I’ve got about 30 pea plants in the garden. Most of them have somehow found the support fence and are now growing up it. The fence is about halfway between two rows of peas spaced about 12 inches apart and runs north and south. The peas on the south side of the fence are leaning northward, and have begun to wrap their little vines aroung the fence, and the peas on the north side of the fence lean southward and are also working their way up the fence. It has been my experience that no matter where you plant a pea it will find the nearest thing to grow up.
Why?, How?
I’ve got two thoughts on it…
1). The vines that wrap around things get blown around until they hook something. Assuming there is wind.
2). The plants can detect shade, therefore, whatever side of the plant there is shade there must be something to hook. They grow away from the Sun, sort of.

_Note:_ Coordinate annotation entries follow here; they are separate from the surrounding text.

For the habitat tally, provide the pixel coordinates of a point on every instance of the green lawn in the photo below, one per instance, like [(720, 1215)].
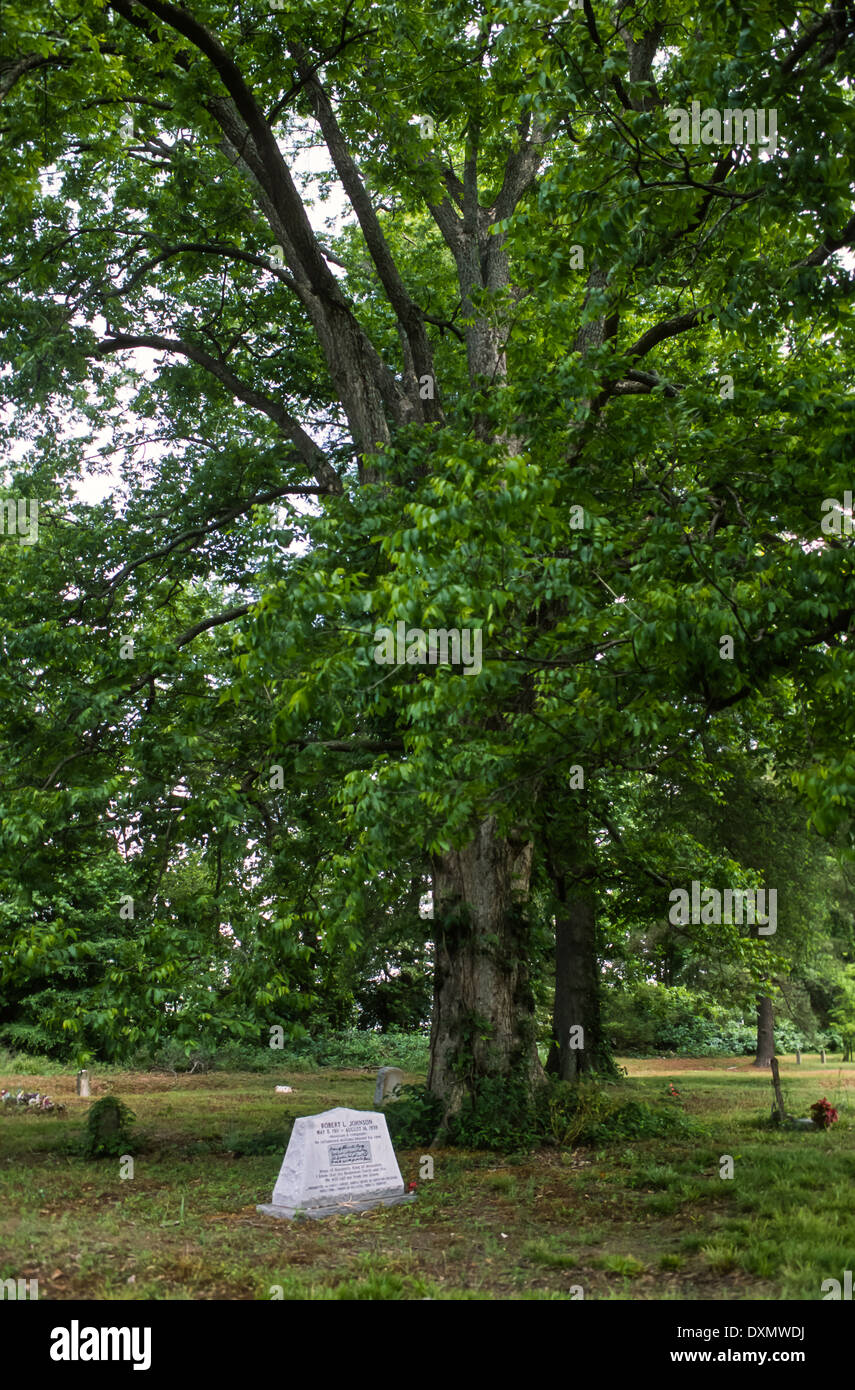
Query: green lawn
[(633, 1219)]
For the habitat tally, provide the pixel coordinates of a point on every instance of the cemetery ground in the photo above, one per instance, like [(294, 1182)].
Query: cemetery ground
[(627, 1219)]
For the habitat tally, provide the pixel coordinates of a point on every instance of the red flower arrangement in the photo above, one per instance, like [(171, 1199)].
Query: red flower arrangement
[(823, 1114)]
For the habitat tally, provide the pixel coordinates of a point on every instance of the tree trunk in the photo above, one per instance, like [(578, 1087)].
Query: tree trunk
[(483, 1022), (765, 1032), (577, 1044)]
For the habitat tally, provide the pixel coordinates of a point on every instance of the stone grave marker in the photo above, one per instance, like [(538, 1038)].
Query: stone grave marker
[(337, 1162), (387, 1079)]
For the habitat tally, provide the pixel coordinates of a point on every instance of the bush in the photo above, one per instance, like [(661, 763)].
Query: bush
[(655, 1018), (346, 1047), (506, 1118), (109, 1129)]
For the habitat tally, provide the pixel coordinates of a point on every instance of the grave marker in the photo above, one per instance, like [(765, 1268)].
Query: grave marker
[(337, 1162)]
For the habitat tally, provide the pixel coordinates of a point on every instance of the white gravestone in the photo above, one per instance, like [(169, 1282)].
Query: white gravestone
[(337, 1162)]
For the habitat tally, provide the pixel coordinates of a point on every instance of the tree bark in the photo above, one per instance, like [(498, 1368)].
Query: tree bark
[(576, 986), (483, 1022), (765, 1032)]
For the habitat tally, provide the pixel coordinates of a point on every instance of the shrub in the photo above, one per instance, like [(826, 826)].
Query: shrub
[(506, 1118), (109, 1129)]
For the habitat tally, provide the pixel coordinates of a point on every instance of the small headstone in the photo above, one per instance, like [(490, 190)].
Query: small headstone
[(337, 1162), (387, 1079)]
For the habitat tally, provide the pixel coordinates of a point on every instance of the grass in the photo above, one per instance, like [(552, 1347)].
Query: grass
[(631, 1219)]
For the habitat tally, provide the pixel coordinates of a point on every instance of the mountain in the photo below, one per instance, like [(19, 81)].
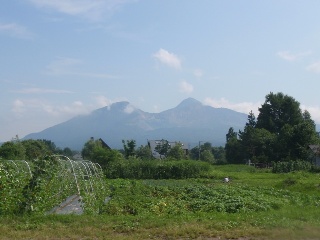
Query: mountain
[(190, 121)]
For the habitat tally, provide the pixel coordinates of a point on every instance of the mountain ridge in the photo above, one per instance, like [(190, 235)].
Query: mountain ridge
[(190, 121)]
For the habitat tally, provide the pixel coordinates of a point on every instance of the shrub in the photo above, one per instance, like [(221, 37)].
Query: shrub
[(290, 166), (157, 169)]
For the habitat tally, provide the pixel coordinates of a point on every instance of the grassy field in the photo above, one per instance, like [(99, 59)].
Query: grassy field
[(256, 204)]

I’ve seen speeded up footage of growing vine plants. They seem to circle around and around as they grow out of the ground, appearing to grope for something to grab onto; when they find something they corkscrew around that while they climb. It’s really quite freaky to watch. But of course because the movement is inperceptible in real time you never notice it.

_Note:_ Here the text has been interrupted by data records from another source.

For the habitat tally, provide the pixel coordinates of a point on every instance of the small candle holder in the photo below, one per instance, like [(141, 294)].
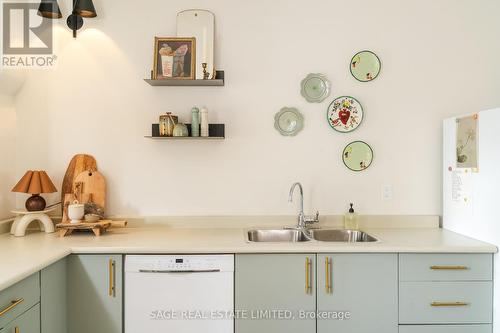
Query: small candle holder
[(205, 73)]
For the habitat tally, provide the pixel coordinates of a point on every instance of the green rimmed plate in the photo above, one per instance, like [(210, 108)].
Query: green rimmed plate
[(345, 114), (357, 156), (315, 88), (365, 66), (288, 121)]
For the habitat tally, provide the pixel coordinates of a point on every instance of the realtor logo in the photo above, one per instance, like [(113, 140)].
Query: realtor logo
[(27, 38)]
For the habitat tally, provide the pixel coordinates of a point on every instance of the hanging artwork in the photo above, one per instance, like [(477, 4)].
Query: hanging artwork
[(467, 145), (345, 114)]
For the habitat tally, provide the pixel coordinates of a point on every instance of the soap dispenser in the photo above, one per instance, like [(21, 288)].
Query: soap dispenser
[(351, 219)]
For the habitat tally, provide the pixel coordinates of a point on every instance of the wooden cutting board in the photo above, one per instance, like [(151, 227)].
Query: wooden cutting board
[(78, 164), (94, 184)]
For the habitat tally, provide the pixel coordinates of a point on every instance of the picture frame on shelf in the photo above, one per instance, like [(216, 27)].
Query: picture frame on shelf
[(174, 58)]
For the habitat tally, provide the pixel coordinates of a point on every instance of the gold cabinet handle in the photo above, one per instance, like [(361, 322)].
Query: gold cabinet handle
[(449, 268), (328, 275), (308, 275), (112, 292), (449, 304), (12, 305)]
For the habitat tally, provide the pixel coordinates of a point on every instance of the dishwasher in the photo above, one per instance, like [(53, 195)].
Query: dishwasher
[(179, 293)]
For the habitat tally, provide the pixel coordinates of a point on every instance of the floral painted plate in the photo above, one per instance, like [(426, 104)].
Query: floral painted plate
[(315, 88), (345, 114), (365, 66), (289, 121), (357, 156)]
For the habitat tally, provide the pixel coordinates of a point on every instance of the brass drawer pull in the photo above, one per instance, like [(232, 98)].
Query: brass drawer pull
[(308, 275), (111, 278), (328, 276), (12, 305), (449, 268), (449, 304)]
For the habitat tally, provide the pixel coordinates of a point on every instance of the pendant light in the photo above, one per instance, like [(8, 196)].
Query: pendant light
[(49, 9), (81, 8)]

In other words, the tendrils grow outwards in a spiraling motion (circumnutation) until they contact something, and then the plant grows towards the contact (thigmatropism). The tendrils that go “exploring” and don’t find anything are either retracted or die and fall away:
In my experience with string beans… they will climb and cling like a pea plant…that, if I try to move some tendrils so they go off in the direction I want…those tendrils will die off. They have a mind of their own, and we ‘farmers’ ain’t changing anything. Nature is so cool.

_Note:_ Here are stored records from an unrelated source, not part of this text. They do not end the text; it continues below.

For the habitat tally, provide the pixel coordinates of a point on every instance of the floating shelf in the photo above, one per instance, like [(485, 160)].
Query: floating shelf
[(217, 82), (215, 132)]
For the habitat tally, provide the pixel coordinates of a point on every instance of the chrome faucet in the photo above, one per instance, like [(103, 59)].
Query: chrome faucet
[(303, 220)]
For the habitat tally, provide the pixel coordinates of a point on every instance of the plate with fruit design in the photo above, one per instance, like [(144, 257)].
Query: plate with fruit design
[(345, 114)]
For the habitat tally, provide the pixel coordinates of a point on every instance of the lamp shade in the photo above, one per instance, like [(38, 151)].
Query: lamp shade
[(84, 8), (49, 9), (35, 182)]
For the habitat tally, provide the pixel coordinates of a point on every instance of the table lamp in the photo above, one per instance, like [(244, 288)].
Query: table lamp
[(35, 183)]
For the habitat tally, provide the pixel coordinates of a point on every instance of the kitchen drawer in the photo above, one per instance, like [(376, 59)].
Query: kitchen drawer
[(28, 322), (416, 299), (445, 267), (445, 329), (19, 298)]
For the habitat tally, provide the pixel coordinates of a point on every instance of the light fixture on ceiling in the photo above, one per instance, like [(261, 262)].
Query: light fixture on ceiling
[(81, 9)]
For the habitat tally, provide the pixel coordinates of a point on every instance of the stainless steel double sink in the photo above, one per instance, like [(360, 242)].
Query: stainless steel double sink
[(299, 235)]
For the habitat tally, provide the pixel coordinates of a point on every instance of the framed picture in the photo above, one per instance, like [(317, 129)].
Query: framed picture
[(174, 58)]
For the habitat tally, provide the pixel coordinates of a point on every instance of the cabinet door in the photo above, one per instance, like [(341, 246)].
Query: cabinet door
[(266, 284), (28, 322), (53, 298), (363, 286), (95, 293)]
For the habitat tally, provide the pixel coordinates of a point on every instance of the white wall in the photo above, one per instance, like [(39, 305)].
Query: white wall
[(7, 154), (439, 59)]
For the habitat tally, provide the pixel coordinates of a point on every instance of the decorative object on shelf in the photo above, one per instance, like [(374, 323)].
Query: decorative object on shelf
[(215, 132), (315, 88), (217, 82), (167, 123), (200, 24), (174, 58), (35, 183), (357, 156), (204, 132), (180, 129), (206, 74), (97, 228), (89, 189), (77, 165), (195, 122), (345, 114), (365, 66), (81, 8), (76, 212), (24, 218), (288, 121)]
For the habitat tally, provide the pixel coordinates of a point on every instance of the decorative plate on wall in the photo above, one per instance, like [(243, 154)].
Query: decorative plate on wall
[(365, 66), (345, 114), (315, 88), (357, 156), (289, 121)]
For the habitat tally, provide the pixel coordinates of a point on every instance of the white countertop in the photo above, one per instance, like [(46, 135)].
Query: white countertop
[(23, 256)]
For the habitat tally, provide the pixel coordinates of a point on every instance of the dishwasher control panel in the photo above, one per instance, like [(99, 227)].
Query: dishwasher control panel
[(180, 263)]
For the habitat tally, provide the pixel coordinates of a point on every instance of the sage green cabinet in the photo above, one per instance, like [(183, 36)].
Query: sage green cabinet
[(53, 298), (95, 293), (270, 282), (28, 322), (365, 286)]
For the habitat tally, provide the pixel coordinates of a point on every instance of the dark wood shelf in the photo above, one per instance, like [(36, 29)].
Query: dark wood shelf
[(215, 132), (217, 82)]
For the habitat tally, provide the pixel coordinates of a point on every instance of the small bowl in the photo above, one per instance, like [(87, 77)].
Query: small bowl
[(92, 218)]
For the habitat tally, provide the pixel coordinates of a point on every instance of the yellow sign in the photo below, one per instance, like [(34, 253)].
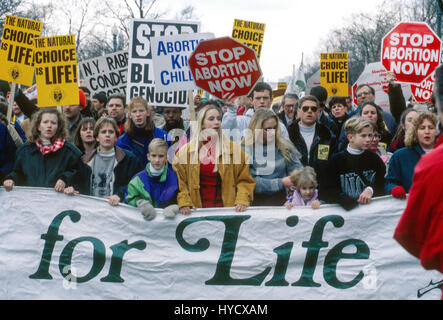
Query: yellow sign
[(282, 86), (334, 73), (250, 34), (16, 50), (56, 71)]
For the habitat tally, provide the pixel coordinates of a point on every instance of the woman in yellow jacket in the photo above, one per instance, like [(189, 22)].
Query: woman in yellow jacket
[(212, 170)]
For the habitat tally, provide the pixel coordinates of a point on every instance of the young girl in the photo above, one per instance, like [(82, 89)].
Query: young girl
[(305, 193), (47, 159), (84, 135), (156, 186), (139, 130)]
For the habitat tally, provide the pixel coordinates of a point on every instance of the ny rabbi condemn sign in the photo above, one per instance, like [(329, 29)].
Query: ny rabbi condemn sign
[(224, 65), (412, 51)]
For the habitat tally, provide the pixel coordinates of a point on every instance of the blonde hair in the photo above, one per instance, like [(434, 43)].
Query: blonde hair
[(129, 124), (103, 121), (304, 177), (356, 125), (411, 136), (158, 143), (283, 145)]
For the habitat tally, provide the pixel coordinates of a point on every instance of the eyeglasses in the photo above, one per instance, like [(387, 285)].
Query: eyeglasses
[(366, 93), (306, 108), (376, 136)]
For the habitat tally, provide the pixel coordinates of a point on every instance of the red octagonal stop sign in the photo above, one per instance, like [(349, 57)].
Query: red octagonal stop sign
[(411, 50), (224, 65)]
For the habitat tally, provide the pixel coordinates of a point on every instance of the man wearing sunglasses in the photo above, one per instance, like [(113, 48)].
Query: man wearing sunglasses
[(365, 93), (235, 126), (313, 140), (289, 104)]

The tendrils on pea plants really do whip around like grappling irons (albeit rather more slowly) - when they touch something, they bend around it and start contracting, spring-like, actually pulling the plant closer against the support.
Other plants do similar sorts of things; in the wild, Swiss Cheese plants (Monstera spp) are huge and vigorous climbers that produce fruits containing thousands of tiny seeds; these fall to the gound and break open, than each seed produces a long slender stalk that grows toward the largest/nearest shadow (which in the native habitat is usually a tree).
I was just in the garden a few minutes ago and it seems as if one of the peas really went out of its way to gain access to the fence. Almost like it started growing in only that direction on purpose. It had to grow across the dirt first and there doesn`t seem to be any extra branches going out in other directions to explore. Maybe this one just got lucky, however, the shade effect would explain this too.